The final technology that could pop up again someday is the early plutonium reprocessing chemistry.  While most of you are probably familiar with the PUREX (PlUtonium URanium EXtraction) used today, there were several systems that preceded it.  The process that produced the early plutonium bombs used bismuth phosphate to extract the uranium and plutonium from the dissolved fuel rods.  This was replaced in 1952 by the REDOX (REDuction / OXidation) process which used methyl isobutyl ketone as a solvent.  Both processes have their disadvantages (explosive ones in the case of REDOX) they share an advantage in that they don’t use Tributyl phosphate which is internationally regulated.

It’s been said that the stone age didn’t end for a lack of stones, and likewise the technologies I’ve mentioned above weren’t discarded because they don’t work.  In most cases something better came along and replaced them.  As the Baghdadtrons demonstrated they can pop up at any time if we forget to look for them!

Comments

  1. Jeannick (History)

    Very interesting , especially the calutrons
    It bring some possible light on the 20% enrichment risk
    I believe the silver from the magnet was eventually returned to the Fed with astonishing small losses

  2. Brian Baldridge (History)

    I had no idea that the uranium for the Manhattan Project came from non-domestic sources. Thanks for teaching me something today!

    • Chris Camp aka Cthippo (History)

      I believe much of the uranium used in the Manhatten project came from the Belgian Congo and was spirited out clandestinely ahead of the German invasion. From what I understand there is quite a spy thriller story behind that, but I haven’t taken the time to look it up.
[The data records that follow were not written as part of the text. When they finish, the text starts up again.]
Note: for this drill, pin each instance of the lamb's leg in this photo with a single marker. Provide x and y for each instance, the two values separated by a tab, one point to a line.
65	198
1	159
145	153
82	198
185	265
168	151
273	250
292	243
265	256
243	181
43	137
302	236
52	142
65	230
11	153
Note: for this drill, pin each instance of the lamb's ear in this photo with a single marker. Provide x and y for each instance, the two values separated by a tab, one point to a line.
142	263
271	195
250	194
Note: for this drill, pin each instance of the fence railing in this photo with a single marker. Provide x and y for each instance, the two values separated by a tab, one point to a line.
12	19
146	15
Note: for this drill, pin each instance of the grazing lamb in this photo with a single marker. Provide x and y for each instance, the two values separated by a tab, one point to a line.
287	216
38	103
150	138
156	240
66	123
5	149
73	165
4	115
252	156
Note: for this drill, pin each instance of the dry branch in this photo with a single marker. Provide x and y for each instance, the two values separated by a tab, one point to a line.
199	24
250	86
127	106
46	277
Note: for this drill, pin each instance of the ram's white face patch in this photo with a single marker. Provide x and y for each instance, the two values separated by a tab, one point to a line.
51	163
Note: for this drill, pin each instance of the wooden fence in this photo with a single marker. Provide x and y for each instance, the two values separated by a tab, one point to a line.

      At the outbreak of World War 2 Uranium was not a commercial commodity and was produced only as a byproduct of radium mining. I believe the only two known sources were the joachimsthal mines in Czechoslovakia and the Union Minere mines in Africa, both of which were in German hands by 1941. The only commercial scale heavy water plant in the world at the time was in Norway, which was also German occupied. These facts, thin as they were since no one knew if a fission chain reaction was even possible, led directly to the fear that the Germans were ahead of the US in building a bomb.

      During the war uranium was discovered in Canada and this supplied the US and British programs until the 1950s, at which point reserves were found in the American southwest.

  3. FlamesInTheDesert (History)

    Dont forget the vortex tube,the south africans used it for enriching the fuel for both their power reactors and bombs

    • Chris Camp aka Cthippo (History)

      That’s a another good one I didn’t think of. If I understand it right it’s sort of a centrifuge in reverse, correct?.

  4. JO (History)

    Never heard of the hydride bomb before. Was there any mention of Deuterium/Tritium hydride combinations? A moderated thermonuclear thingummy?

    • Chris Camp aka Cthippo (History)

      You hit the nail on the head!

      The moderating effect of the hydrogen was supposed to increase the efficiency of the reaction and reduce the amount of fissile material needed. I believe the plan was to use deturide because it doesn’t absorb neutrons the way hydride does. Using tritium would increase efficiency, but at the tritium was only available in small quantities and then only at the cost of lost plutonium production.

      The advantages of the hydride bomb disappeared when the US finally mastered industrial scale HEU and plutonium production and bomb fuel was no longer in short supply. The success of the thermonuclear tests also contributed because up to that point it was feared that hydrogen bombs would require kilograms or even tens of kilograms of tritium each and so the US would have to convert all of it’s plutonium production reactors to making tritium. Once we became good at making lots and lots of weapons grade fuel the need for designs that minimized it’s use went away.